Cost-Effective Maintenance
By identifying issues early, the Q1S minimizes costly repairs and extends the operational lifespan of infrastructure.
The Q1s laser measure
Enhanced Safety
The Q1S is a laser measure system with the ability to detect subtle changes in structural dynamics. In turn, this helps prevent structural failures, protecting lives and property.
Comparative Advantages
High-precision laser radar integrates seamlessly, enabling fast, non-destructive testing for Digital Twin ecosystems.
Precision and Speed
The Q1S collects optical metrology data from 128 Laser Vibrometer beams simultaneously, surpassing traditional tools like strain gauges in measurement points, installation speed and accuracy. Thanks to its single-location deployment, setup and maintenance is greatly simplified.
Seamless Integration
In addition, the system integrates with other sensor technologies, such as accelerometers, strain gauges or distance sensors, with an internal GPS clock for synchronization. It is consequently a complete solution for monitoring and maintaining infrastructure. This adaptability aligns with the principles of Digital Twin ecosystems.

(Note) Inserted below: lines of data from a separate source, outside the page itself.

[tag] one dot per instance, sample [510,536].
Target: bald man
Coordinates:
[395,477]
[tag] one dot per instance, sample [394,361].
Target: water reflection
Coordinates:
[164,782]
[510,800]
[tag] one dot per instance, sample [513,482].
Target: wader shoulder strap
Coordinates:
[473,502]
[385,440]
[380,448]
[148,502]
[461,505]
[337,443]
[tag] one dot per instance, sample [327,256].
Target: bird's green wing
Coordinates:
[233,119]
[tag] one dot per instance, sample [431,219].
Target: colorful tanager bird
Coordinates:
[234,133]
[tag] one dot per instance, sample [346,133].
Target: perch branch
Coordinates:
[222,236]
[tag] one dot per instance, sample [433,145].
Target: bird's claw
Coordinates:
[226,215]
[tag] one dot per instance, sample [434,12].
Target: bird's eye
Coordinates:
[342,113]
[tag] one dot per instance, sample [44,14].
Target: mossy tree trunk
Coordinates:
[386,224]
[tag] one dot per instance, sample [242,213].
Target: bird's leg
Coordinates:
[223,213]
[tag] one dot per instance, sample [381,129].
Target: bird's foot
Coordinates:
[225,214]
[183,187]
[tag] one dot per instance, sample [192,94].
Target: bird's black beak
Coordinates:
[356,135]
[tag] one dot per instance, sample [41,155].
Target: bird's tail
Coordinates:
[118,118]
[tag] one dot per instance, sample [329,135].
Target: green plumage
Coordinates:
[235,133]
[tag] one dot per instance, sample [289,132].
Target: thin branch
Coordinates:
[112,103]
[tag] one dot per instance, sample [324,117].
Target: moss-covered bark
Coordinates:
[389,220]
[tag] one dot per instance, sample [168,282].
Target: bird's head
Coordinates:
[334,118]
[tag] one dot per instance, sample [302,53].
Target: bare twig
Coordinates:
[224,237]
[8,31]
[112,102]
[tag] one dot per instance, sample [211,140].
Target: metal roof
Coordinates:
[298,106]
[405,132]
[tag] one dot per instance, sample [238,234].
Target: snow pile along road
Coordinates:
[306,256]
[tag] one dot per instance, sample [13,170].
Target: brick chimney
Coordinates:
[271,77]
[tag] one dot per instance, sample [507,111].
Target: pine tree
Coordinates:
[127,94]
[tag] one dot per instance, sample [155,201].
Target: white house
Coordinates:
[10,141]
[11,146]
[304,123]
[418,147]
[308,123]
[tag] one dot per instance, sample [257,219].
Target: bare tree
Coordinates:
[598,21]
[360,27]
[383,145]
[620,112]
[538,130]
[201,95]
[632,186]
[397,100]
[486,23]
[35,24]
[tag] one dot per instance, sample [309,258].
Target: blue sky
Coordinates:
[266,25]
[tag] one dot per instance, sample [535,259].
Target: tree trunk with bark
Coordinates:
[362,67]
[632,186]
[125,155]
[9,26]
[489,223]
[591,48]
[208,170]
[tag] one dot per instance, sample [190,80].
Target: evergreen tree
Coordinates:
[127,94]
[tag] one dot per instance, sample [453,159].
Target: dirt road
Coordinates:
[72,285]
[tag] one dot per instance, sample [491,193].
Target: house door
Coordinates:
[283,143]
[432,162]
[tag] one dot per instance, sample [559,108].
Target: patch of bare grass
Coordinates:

Non-Destructive Testing (NDT)
Finally, the Q1S supports non-contact, non-destructive testing methods, preserving the integrity of the structures while providing detailed insights. Particularly, this ability to measure remotely is valuable when monitoring historical sites and constructions, where installation of accelerometers, strain gauges or distance sensors, may not be possible or desirable.
Specifications
| Parameter | Value |
|---|---|
| Measurement Range | 0.5-50 m |
| Points per Line | 128 |
| Optical Focus | Fixed (0.5-50 m) |
| Acquisition Speed | 128-25,600 points/s |
| Measurement Accuracy | 20 µm+6 µm/m |
| Angular Range | 12º, 30º or 62º |
| Vibrometry Sampling Frequency | 40 kHz |
| Vibromery Max in-Band Velocity | ± 15.5 mm/s |
| Integrated Accelerometer | IMU (Attitude Only) |
| Power Consumption | 45 W |
| External Battery Operation Time | 240 min |
| Interfaces | Gigabit Ethernet/GPS Antenna |
| Mount | Thread 3.5"-8 TPI |
| Dimensions (w/o battery) | 382 X 228 X 150 mm |
| Weight (w/o battery) | 7.5 kg |
| Pointing Aid | Red (650 nm) Pointer Laser |
| Atmospheric Compensation | Pressure, Temperature, Humidity |
| Operational Temperature Range | 0 - 40ºC |
| Environmental Protection Class | IP54 |
| Laser Classification | 1550 nm (Class 1M) |